I found this useful as I have been trying some really hacky things with Drupal by giving myself Drupal codebase a root App namespace. My composer.json looks like this:

    "require": {
        "php": "^8.0",
        "composer/installers": "^1.9",
        "drupal/core-composer-scaffold": "^9.3",
        "drupal/core-project-message": "^9.3",
        "drupal/core-recommended": "^9.3",
        "drush/drush": "^11.0",
        "vlucas/phpdotenv": "^5.4"
    },
    "autoload": {
        "psr-4": {
            "App\\": "app",
        },
        "files": ["bootstrap.php"]
    },

Given this autoload definition, I can create the directory app/Drush/Commands to hold my Drush global command files, like AppDrushCommands.php:

<?php declare(strict_types=1);

namespace App\Drush\Commands;

use Drush\Attributes as CLI;
use Drush\Commands\DrushCommands;

final class AppDrushCommands extends DrushCommands {

  #[CLI\Command(name: 'app:hello-world', aliases: ['hello-world'])]
  public function helloWorld(): void {
    $this->io()->writeln('<info>Hello world!</info>');
  }

}

You may notice I am using PHP 8 attributes and named parameters to define my commands instead of annotations. That's a follow-up blog post I will be working on. PHP 8 is fantastic.

Now, when running php vendor/bin/drush, the app:hello-world command is available.

$ php vendor/bin/drush app:hello-world
Hello world!

The one thing I love about providing commands via a module is that we can provide dependency injection. As far as I am aware, there is no way to handle dependency injection. That means you will interact with Drupal using the static \Drupal class and access services via \Drupal::service

That means you should also define the bootstrap level required to run your global command. For instance, the CacheCommands provided by Drush declares its needs a full bootstrap of Drupal.

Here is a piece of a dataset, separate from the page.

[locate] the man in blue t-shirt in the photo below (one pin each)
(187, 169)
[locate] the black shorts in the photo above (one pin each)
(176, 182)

The concept of Drupal bootstrapping is documented very well on the Drush project website: https://www.drush.org/latest/bootstrap/. Drupal module commands are always run at full.

A global command with a full bootstrap to access data from Drupal would look like the following:

  #[CLI\Command(name: 'app:entity-types')]
  #[CLI\Bootstrap(level: DrupalBootLevels::FULL)]
  public function getEntityTypes(): void {
    $entity_type_manager = \Drupal::entityTypeManager();
    foreach ($entity_type_manager->getDefinitions() as $definition) {
      $this->io()->writeln(sprintf(
        "<info>%s</info>: %s",
        $definition->id(),
        $definition->getLabel()
      ));
    }
  }

If we did not specify the bootstrap level we would get the following error:

$ php vendor/bin/drush app:entity-types

In Drupal.php line 170:
                                                                                                             
  \Drupal::$container is not initialized yet. \Drupal::setContainer() must be called with a real container.  
                                                                                                             

But with the bootstrap level defined, we get a list of entity types!

$ php vendor/bin/drush app:entity-types
block: Block
block_content: Custom block
block_content_type: Custom block type
comment_type: Comment type
comment: Comment
contact_form: Contact form
contact_message: Contact message
editor: Text Editor

The one practical benefit I see is not having to create packages of the type drupal-drush so that packages get installed to a proper directory. Now your third-party Drush commands can live in the vendor directory and not drush/Commands.